21. Use according to claim 20 of a composition containing at least one basic metal catalyst for the implementation of organic synthesis reactions of functional transformations by catalysis involving said basic catalyst, characterized in that said organic synthesis reactions are chosen from hydrolysis reactions and more particularly chemoselective hydrolyses of acid-derived functions, transesterification reactions and intramolecular and intermolecular or related aldolization reactions.

22. Use according to claim 20 of a composition containing at least one basic metal catalyst for carrying out organic synthesis reactions of functional transformations by catalysis involving said basic catalyst, characterized in that said organic synthesis reactions are chosen from reactions of preparation of α, β-ethylenic carbonyl derivatives by isomerization, cross-aldolisation reactions using variously functionalized aldehydes such as vanillin or masked in hemiacetal form such as the aldoses, the monoesterification of dicarboxylic acids, the mild hydrolysis of multifunctional esters, transesterification of carboxylic esters.

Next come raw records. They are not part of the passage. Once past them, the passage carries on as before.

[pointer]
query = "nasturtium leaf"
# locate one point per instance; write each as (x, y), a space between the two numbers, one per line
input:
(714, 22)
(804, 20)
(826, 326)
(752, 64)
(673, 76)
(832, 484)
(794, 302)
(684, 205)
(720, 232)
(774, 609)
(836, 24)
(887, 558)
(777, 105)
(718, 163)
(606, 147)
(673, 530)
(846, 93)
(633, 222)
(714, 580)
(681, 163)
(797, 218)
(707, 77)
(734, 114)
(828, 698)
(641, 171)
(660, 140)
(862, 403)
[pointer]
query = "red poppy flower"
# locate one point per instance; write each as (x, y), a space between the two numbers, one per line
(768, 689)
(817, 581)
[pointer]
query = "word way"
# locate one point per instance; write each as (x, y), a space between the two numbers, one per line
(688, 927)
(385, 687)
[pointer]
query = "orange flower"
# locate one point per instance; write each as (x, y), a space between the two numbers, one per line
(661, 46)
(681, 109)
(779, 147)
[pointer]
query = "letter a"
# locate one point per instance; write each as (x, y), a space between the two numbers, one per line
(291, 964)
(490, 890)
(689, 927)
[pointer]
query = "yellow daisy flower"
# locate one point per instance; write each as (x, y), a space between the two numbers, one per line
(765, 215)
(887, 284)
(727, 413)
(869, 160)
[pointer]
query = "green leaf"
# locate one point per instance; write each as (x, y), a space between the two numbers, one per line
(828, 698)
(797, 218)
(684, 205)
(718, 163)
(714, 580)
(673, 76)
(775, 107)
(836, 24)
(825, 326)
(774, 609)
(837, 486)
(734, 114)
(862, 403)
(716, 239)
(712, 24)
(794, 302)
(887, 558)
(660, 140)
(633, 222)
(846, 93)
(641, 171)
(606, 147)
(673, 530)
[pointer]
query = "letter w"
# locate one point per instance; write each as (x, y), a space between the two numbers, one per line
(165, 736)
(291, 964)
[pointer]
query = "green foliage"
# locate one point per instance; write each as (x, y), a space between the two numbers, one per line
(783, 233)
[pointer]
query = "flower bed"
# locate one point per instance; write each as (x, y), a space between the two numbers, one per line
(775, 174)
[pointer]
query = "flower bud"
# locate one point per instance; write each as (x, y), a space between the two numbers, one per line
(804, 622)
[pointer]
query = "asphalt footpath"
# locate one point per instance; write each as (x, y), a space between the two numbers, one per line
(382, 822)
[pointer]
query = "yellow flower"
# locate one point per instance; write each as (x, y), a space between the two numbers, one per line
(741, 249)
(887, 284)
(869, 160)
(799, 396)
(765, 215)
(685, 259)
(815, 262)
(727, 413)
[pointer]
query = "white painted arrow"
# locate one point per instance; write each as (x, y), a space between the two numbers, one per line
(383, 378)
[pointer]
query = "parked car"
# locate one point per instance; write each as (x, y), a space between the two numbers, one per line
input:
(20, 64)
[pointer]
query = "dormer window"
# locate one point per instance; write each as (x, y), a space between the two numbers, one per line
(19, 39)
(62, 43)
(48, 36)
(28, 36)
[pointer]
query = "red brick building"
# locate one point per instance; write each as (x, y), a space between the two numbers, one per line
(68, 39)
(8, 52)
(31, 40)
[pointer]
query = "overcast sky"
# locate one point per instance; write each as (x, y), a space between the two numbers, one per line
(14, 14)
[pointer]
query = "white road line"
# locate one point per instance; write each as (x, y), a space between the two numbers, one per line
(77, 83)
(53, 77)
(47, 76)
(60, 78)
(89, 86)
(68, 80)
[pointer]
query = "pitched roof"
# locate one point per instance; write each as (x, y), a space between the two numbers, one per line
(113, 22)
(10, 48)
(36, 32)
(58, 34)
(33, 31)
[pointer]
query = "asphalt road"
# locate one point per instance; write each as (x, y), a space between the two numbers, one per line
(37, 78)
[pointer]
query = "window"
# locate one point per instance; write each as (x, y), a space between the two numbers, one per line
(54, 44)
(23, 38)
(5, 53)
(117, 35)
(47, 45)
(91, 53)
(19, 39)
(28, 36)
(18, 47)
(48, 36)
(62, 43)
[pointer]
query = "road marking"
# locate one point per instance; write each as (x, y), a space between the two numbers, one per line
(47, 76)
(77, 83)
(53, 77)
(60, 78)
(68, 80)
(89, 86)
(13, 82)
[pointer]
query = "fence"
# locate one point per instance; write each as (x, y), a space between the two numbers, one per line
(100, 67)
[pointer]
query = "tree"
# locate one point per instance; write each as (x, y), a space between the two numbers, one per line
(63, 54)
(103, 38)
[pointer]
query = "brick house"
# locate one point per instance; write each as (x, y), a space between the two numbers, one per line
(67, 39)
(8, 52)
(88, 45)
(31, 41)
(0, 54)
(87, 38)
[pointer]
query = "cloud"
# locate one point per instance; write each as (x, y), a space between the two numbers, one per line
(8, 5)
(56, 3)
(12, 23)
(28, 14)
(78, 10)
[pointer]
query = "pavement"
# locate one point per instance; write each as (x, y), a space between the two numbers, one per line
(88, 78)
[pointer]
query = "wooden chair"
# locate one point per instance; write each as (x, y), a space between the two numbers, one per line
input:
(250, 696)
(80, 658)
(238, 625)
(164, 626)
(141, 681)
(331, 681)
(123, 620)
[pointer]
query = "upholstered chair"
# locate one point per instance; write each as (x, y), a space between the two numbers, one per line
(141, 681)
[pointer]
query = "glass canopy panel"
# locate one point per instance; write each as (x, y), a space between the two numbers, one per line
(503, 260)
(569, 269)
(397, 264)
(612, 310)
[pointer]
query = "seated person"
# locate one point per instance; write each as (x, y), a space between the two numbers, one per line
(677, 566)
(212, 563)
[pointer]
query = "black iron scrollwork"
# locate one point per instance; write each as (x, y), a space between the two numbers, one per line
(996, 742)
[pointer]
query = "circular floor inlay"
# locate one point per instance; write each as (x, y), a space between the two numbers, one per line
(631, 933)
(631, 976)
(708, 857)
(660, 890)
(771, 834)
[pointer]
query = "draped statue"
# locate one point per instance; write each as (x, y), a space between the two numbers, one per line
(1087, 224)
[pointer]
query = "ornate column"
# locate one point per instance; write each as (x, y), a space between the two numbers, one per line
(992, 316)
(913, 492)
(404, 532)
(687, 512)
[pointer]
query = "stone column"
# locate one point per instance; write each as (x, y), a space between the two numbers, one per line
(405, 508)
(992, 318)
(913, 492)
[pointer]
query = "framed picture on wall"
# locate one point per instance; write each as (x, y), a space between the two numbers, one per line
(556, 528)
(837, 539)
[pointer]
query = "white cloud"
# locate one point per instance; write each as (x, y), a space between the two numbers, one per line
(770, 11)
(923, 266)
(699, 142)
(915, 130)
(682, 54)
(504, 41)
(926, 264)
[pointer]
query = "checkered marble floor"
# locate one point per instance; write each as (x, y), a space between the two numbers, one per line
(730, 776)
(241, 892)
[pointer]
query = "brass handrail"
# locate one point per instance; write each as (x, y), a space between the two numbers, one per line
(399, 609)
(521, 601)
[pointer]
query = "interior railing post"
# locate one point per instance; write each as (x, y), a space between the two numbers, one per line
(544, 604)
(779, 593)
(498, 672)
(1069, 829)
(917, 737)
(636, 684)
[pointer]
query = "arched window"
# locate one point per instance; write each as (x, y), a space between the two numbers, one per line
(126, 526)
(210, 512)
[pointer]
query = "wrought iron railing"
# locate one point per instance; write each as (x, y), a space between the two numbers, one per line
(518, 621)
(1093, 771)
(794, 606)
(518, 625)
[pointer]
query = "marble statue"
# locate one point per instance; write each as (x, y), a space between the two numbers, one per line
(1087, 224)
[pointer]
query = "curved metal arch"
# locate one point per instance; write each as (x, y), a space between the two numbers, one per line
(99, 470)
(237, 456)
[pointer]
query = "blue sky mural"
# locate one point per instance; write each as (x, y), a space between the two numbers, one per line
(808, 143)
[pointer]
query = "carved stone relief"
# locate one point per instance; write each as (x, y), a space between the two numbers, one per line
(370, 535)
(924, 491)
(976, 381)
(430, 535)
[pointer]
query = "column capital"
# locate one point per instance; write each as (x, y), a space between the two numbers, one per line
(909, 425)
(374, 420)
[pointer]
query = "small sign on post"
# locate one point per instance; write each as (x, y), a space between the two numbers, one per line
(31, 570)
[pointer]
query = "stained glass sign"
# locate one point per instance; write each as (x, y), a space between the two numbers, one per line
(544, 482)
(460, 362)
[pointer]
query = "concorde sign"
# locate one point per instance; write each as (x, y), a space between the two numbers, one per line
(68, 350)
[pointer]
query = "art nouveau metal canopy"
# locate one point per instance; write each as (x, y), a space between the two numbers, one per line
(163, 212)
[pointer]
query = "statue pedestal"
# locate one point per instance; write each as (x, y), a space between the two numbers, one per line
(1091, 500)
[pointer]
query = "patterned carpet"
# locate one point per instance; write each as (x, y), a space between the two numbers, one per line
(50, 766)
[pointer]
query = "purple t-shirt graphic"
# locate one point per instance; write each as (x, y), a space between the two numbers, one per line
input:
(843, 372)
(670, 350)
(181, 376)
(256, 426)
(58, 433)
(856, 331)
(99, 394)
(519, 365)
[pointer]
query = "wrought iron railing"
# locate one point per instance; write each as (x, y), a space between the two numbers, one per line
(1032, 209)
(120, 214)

23. Use according to one of claims 21 or 22 characterized in that in the composition containing at least one basic metal catalyst for the implementation of organic synthesis reactions involving said basic catalyst, the concentration of alkali metal or alkaline earth metal, preferably calcium (Ca) is between 5,000 and 200,000 mg.kg- ¹ for calcium and between 3,000 and 200,000 mg.kg ^"J for the magnesium contained in the catalysts derived from the leaves, stems and / or roots of a plant or part of a plant or algae or part of the alga having a rate important alkali metal or alkaline earth metal.